If you want, you can ask an LLM and then do your *own* fact checking of its answer, using clues you find in its output. This can be helpful, as sometimes the phrasing you think of for a search won’t be the right magic words, and an LLM can help you find those. What these tools are doing is more like “automatic free association” than “answering questions”. They can be a useful *tool* for answering questions, but the way you use them is critically important.
Using an LLM to discover search terms or get inspiration for research strategy which you can *independently verify* is like using a frying pan to cook a delicious frittata of facts. Posting the answers that it gives you as useful information that is true is like heating up the frying pan and then sticking your tongue directly on the pan in an attempt to eat it. The LLM output is the heat, not the food. Do not eat it.
@glyph I think "automatic free association" is one of the best descriptions of LLMs I've read. Thanks for that.
@kingrat thanks, this is a phrase I’d love to popularize :-). The difference between “brainstorming” and “bullshit” is largely a matter of context and intent rather than content. More than half of the problems with these things are dishonest marketing and the attendant incorrect user expectations of what the tools are doing.
@glyph somehow we've discovered the only response more annoying than "let me google that for you"

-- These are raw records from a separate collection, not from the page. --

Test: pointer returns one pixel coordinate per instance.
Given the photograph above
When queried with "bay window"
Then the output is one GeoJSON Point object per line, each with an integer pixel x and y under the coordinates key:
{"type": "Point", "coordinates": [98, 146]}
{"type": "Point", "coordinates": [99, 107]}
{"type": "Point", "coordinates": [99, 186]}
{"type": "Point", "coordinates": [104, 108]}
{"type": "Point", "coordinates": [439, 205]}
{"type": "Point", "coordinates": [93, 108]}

@ldmoray LMGTFY is at least understandable when people are clogging up a support channel with requests for easily-discovered information that more or less proves they’re just asking volunteers to do their homework for them. Still rude, still a bad idea, and it’s definitely metastasized into being an obnoxious quip from people who have no idea what the results are or whether they answer the question. But in some cases it’s an understandable frustration.

“I asked an LLM” is always wrong.

@glyph @wwahammy Hey now, no need to take it out on people named Claude. They can answer questions from time to time 😅
@philip @glyph sounds like something a Claude would say! 😂
@glyph ChatGPT agrees with your point here.
@glyph
I prefer to know a response comes from a language model. So let people say that.

@glyph
the way i think of LLMs is as pattern translation programs. they might be able to see patterns and do a very impressive job at it.

but this doesn't mean that they can know things, only change one thing into another

@glyph honestly, I'd prefer people do that and tag their nonsense up front.
@wwahammy it had not even occurred to me that people would do this and lie about it too, but I guess if those are the choices, sure.
@glyph he doesnt deserve this
@glyph "chatgpt said" has about as much weight to me as "some random dude in my city said"

@glyph I agree that it's rude and bad to do this, but GPT-4 has a high enough hit rate IME that this part seems like a stretch:
> These tools can’t answer questions; they mash words around, and will make up nonsense.

They definitely can answer questions. With RLHF, that is specifically what they're designed/trained to do, and they're pretty good at it in many domains. But, posting the answer without checking it is, as you say, either lying or bullshit.

@objectObject also while the marketing claims are that it’s more factual and reliable, academic literature does not seem to bear that out as far as I’ve seen. For a recent example, https://arxiv.org/pdf/2307.09009.pdf

I’ve seen it do okay at *parsing* tasks, where it’s only responsible for interpreting input rather than producing output. Still not 100% reliable but if you can check its work it doesn’t seem too bad. A “calculator for words” if you can structure your expectations appropriately

@glyph I'm not claiming it's highly accurate. But it is a tool that is specifically trained for question answering, and IME works well for many domains (though you should only use it if you can check the answer). Using them effectively is a matter of trading off time spent checking vs time spent searching/synthesizing.

The claims that LLMs "just" autocomplete text ignore most of the work that went into productionizing them.

@glyph for that paper specifically, my guess is that OpenAI is optimizing against several objectives (speeding up inference and reducing offensive output) and accuracy has suffered as a result.
@glyph another possibility that matches my experience is that its output is becoming more hesitant and uncertain over time, leading to fewer answers (correct or incorrect).